Gaiman also says that he’s surprised at how well the 10 year old novel holds up, historically, singling out travel agents and his depiction of airports as rare anachronisms. Asked what deities he would include in the tale were he writing it today, he muses on the gods of social networking.

“How sorry does one feel for the God of MySpace?” he says. “It happens fast. Twitter is great and it’s glorious and it’s easy, but if somebody comes up with something kind of like Twitter tomorrow, that’s better or smarter or more useful, in three weeks time, Twitter could more or less be history because that’s how fast things go now.”

On the subject of the multi-talented writer’s other projects, he says the greatest moments in his life were writing the Batman graphic novel Black Orchid and penning a recent episode of Dr.
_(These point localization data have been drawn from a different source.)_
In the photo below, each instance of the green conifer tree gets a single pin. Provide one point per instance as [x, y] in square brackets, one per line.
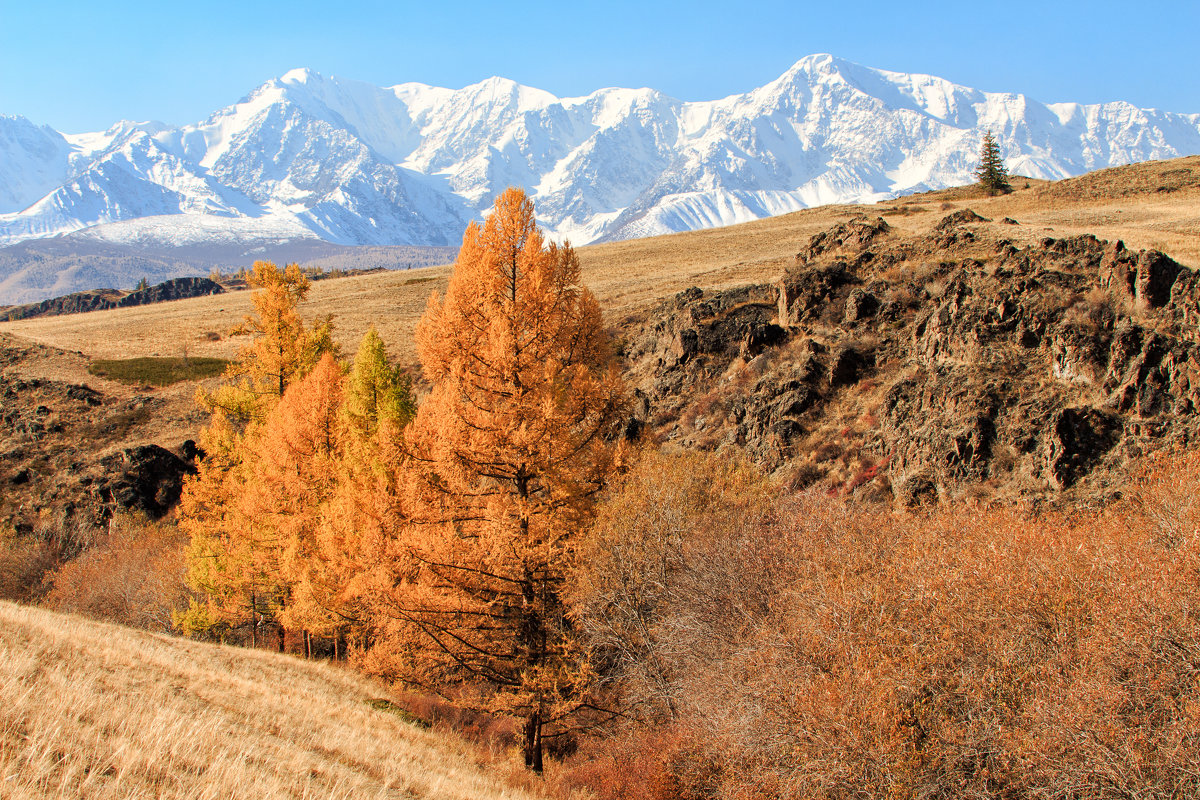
[991, 173]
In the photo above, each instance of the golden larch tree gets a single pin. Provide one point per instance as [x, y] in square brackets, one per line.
[505, 458]
[228, 565]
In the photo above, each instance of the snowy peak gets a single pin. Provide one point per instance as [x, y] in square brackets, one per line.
[349, 162]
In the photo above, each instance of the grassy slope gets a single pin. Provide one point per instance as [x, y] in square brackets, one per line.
[95, 710]
[1147, 205]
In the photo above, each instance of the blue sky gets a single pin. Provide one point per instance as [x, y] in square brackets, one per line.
[82, 66]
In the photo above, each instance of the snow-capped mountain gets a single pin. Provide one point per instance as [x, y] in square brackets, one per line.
[311, 157]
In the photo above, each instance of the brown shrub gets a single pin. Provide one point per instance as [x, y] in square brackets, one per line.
[829, 650]
[133, 575]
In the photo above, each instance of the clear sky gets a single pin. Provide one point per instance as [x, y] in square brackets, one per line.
[82, 66]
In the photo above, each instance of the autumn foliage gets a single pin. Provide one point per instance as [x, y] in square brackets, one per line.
[802, 647]
[499, 546]
[505, 459]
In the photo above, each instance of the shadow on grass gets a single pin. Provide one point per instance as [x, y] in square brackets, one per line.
[156, 371]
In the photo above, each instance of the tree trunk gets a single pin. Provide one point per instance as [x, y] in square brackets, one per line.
[533, 741]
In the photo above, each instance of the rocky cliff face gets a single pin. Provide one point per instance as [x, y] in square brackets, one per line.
[71, 455]
[913, 367]
[85, 301]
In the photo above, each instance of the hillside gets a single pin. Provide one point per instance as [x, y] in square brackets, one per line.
[1147, 206]
[96, 710]
[630, 276]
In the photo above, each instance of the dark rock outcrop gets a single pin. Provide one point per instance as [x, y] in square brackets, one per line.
[102, 299]
[928, 366]
[148, 479]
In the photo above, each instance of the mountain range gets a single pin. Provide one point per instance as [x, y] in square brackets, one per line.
[309, 158]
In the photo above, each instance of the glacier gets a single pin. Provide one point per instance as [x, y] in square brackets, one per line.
[305, 156]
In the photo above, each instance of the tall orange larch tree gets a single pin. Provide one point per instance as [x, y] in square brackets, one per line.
[504, 461]
[227, 565]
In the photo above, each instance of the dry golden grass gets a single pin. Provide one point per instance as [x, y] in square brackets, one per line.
[96, 710]
[629, 276]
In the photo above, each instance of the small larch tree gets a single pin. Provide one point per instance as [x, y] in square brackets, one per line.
[991, 173]
[505, 458]
[282, 348]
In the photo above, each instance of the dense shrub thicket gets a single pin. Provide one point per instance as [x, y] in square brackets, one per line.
[773, 645]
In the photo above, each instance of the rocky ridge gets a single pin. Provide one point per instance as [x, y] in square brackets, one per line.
[71, 456]
[955, 362]
[84, 301]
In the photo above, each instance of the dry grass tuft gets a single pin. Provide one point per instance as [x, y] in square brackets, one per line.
[95, 710]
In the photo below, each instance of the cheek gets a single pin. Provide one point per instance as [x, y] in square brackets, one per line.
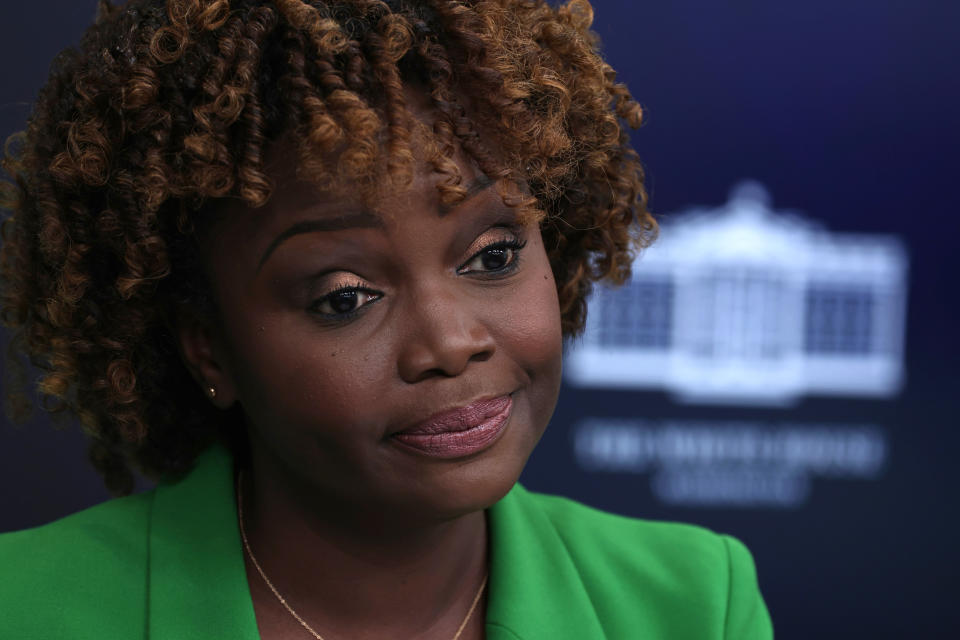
[289, 376]
[534, 327]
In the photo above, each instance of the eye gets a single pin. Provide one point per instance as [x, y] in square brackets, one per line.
[344, 302]
[495, 258]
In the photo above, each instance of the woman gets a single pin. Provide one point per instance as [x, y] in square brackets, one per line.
[309, 265]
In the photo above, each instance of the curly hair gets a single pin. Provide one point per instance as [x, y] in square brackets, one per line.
[167, 107]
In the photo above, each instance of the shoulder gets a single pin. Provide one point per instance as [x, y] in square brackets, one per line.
[661, 570]
[58, 574]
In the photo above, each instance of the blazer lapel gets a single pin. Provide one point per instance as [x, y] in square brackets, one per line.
[535, 588]
[197, 580]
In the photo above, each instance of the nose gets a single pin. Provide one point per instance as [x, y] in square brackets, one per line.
[445, 333]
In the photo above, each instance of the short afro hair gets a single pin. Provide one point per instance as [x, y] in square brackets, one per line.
[168, 106]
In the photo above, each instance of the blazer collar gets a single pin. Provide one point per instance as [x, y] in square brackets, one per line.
[197, 578]
[535, 587]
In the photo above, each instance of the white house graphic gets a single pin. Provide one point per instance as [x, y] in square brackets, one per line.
[745, 305]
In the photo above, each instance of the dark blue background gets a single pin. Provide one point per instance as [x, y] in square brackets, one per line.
[844, 110]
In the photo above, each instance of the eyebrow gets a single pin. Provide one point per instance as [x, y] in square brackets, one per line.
[361, 219]
[356, 220]
[480, 183]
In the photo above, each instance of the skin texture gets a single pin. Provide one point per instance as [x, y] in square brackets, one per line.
[391, 541]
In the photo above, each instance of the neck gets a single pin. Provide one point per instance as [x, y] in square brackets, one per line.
[360, 573]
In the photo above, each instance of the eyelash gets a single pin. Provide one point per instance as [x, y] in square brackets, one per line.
[513, 244]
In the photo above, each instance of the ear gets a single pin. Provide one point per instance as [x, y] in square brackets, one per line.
[204, 355]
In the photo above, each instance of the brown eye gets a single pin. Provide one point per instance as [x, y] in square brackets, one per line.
[499, 257]
[344, 302]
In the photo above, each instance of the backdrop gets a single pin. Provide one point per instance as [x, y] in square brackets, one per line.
[783, 366]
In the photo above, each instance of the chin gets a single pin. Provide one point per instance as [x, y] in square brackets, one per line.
[475, 485]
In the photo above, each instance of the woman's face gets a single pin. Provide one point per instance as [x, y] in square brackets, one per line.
[403, 357]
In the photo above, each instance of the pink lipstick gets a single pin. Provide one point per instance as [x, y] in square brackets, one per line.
[459, 432]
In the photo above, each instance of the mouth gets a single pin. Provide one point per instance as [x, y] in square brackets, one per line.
[459, 432]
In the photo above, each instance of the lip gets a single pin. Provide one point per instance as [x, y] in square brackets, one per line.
[459, 432]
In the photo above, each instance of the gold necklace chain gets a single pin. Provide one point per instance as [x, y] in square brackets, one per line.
[283, 601]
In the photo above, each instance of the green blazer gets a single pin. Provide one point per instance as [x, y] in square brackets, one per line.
[168, 565]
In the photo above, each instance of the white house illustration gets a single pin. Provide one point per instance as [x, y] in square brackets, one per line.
[742, 304]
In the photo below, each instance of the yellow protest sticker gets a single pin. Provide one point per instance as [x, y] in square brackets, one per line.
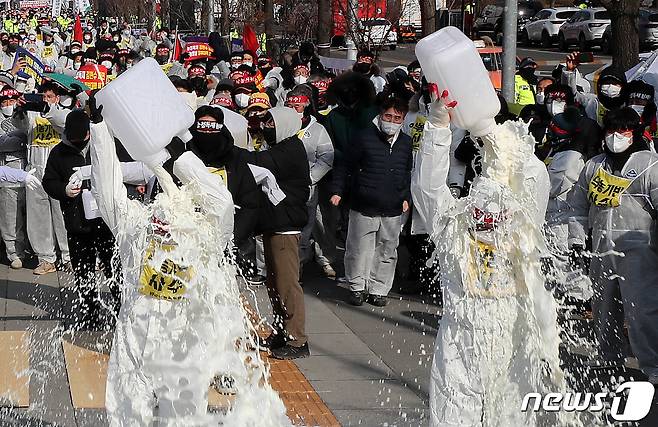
[166, 282]
[220, 172]
[486, 274]
[417, 131]
[605, 189]
[44, 135]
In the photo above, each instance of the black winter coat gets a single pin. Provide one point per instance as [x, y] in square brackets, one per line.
[288, 162]
[241, 184]
[376, 175]
[59, 168]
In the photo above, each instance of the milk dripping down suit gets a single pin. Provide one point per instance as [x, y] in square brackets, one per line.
[497, 338]
[175, 329]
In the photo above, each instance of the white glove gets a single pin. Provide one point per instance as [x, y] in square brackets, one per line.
[439, 114]
[81, 173]
[31, 181]
[73, 187]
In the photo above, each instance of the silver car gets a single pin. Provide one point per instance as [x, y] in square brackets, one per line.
[544, 26]
[585, 29]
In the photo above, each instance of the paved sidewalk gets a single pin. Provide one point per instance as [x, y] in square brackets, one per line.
[369, 366]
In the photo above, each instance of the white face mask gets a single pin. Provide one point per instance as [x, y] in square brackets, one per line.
[611, 91]
[618, 143]
[540, 98]
[65, 101]
[639, 109]
[389, 128]
[556, 107]
[242, 100]
[8, 110]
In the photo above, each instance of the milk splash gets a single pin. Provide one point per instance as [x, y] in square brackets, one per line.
[498, 316]
[185, 343]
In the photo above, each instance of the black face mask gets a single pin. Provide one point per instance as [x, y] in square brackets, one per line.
[362, 67]
[162, 59]
[270, 135]
[211, 145]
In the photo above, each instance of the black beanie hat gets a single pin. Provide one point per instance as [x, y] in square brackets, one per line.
[76, 126]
Who, both because he was a fan himself.

“There have been two times in my life where I know how God feels, and only two,” he says. “The first was in 1988, writing Black Orchid, … and then there was the first time I got to type the words, ‘Interior: TARDIS.’ There was the knowledge that I was creating something that was part of this mythology that I loved.”

Gaiman says he knew as soon as writer and producer Stephen Moffatt took over the series he would be writing an episode, and he asked the producer to preserve a TARDIS set that was scheduled to be dismantled purely so that he could include it in his episode. “People walking past, every day, would ask why it was still there,” says Gaiman, “and they would be lied to.”

As for one of the hardest gigs he’s had as a writer, Gaiman points to the challenge of getting his children’s books published in China, since most don’t pass the notoriously strict Chinese censors because they “question authority.” After his visit to China, Gaiman set himself the task of writing a children’s book that Chinese publishers couldn’t resist, settling on the tale of a baby panda who sneezes.

“There is no way that anyone can resist a baby panda who sneezes,” he says. “This is the single cutest book I’ve ever written. The only words on page one are, ‘When Chu sneezed, bad things happened.'”

The HBO adaptation of American Gods is expected to air “no sooner” than 2013. Hopefully we’ll have more Game of Thrones to tide us over until then.